Fue necesario llamar a Buenos Aires para aclarar el asunto. Al llamar, desde allá nos informaron que el acta de una de las infracciones de tránsito había sido labrada a un Renault conducido por una mujer que iba hablando por celular mientras manejaba. Obviamente no correspondía al auto de mi padre. Esa infracción fue inmediatamente levantada.
El problema más grave fue con la segunda infracción adjudicada al vehículo de mi papá. En el acta que había sido labrada en el 2006 decía que un auto importado, con el dominio del Palio de mi padre, había cruzado un semáforo en rojo. El acta estaba mal labrada, porque según la ley 1.217 debe figurar correctamente la marca y modelo del auto. De igual modo, el Controlador Fiscal de la Municipalidad de la Ciudad de Buenos Aires se negaba rotundamente a dar de baja la infracción, la cual además ya se encontraba en manos de un Juez de Faltas de dicha Municipalidad. La única forma era viajar a Buenos Aires (más de 1000 km de viaje desde Mendoza) para que le dieran a mi papá un turno para ser atendido en un Juzgado de Faltas. Todo por una infracción que fue cometida por un conductor que quedó impune pero que un oficial corto de vista adjudicó al dominio del Palio de mi papá, que de importado, no tiene nada.

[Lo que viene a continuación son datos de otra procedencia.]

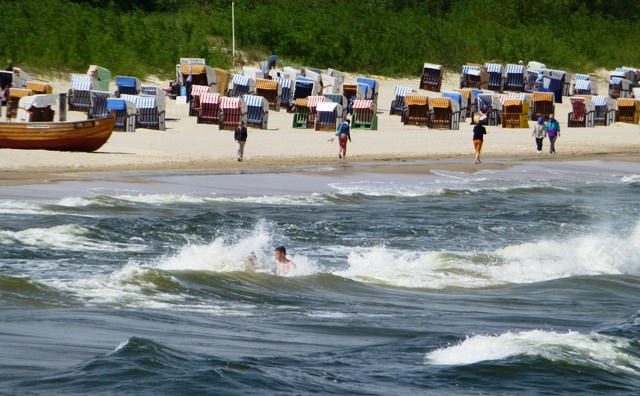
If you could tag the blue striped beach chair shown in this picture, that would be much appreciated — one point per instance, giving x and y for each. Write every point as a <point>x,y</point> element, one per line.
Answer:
<point>79,96</point>
<point>98,107</point>
<point>515,78</point>
<point>397,105</point>
<point>431,79</point>
<point>328,116</point>
<point>285,90</point>
<point>232,111</point>
<point>619,88</point>
<point>584,85</point>
<point>491,100</point>
<point>150,113</point>
<point>605,110</point>
<point>127,85</point>
<point>257,111</point>
<point>126,114</point>
<point>364,115</point>
<point>372,91</point>
<point>461,100</point>
<point>496,77</point>
<point>241,85</point>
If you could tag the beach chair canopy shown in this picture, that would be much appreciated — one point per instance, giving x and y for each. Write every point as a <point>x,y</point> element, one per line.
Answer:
<point>103,76</point>
<point>39,88</point>
<point>363,104</point>
<point>84,82</point>
<point>231,103</point>
<point>128,82</point>
<point>416,100</point>
<point>402,91</point>
<point>256,101</point>
<point>119,104</point>
<point>432,69</point>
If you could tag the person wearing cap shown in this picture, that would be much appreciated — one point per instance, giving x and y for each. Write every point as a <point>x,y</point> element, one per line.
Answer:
<point>284,265</point>
<point>539,132</point>
<point>553,131</point>
<point>478,134</point>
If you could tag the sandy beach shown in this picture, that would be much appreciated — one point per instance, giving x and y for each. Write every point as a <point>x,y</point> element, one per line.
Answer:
<point>187,145</point>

Finalmente, luego de insistir incontables veces, logramos dar con un controlador que entendió la situación y dio de baja la famosa infracción.
Luego de pasado el sacudón, uno se pregunta: ¿Será que en la ambición de recaudar dinero como sea, la consigna es levantar actas, aunque el oficial no esté seguro de lo que está escribiendo en tan importante documento, que dicho sea de paso, se presume válido al estar labrado por una autoridad(?)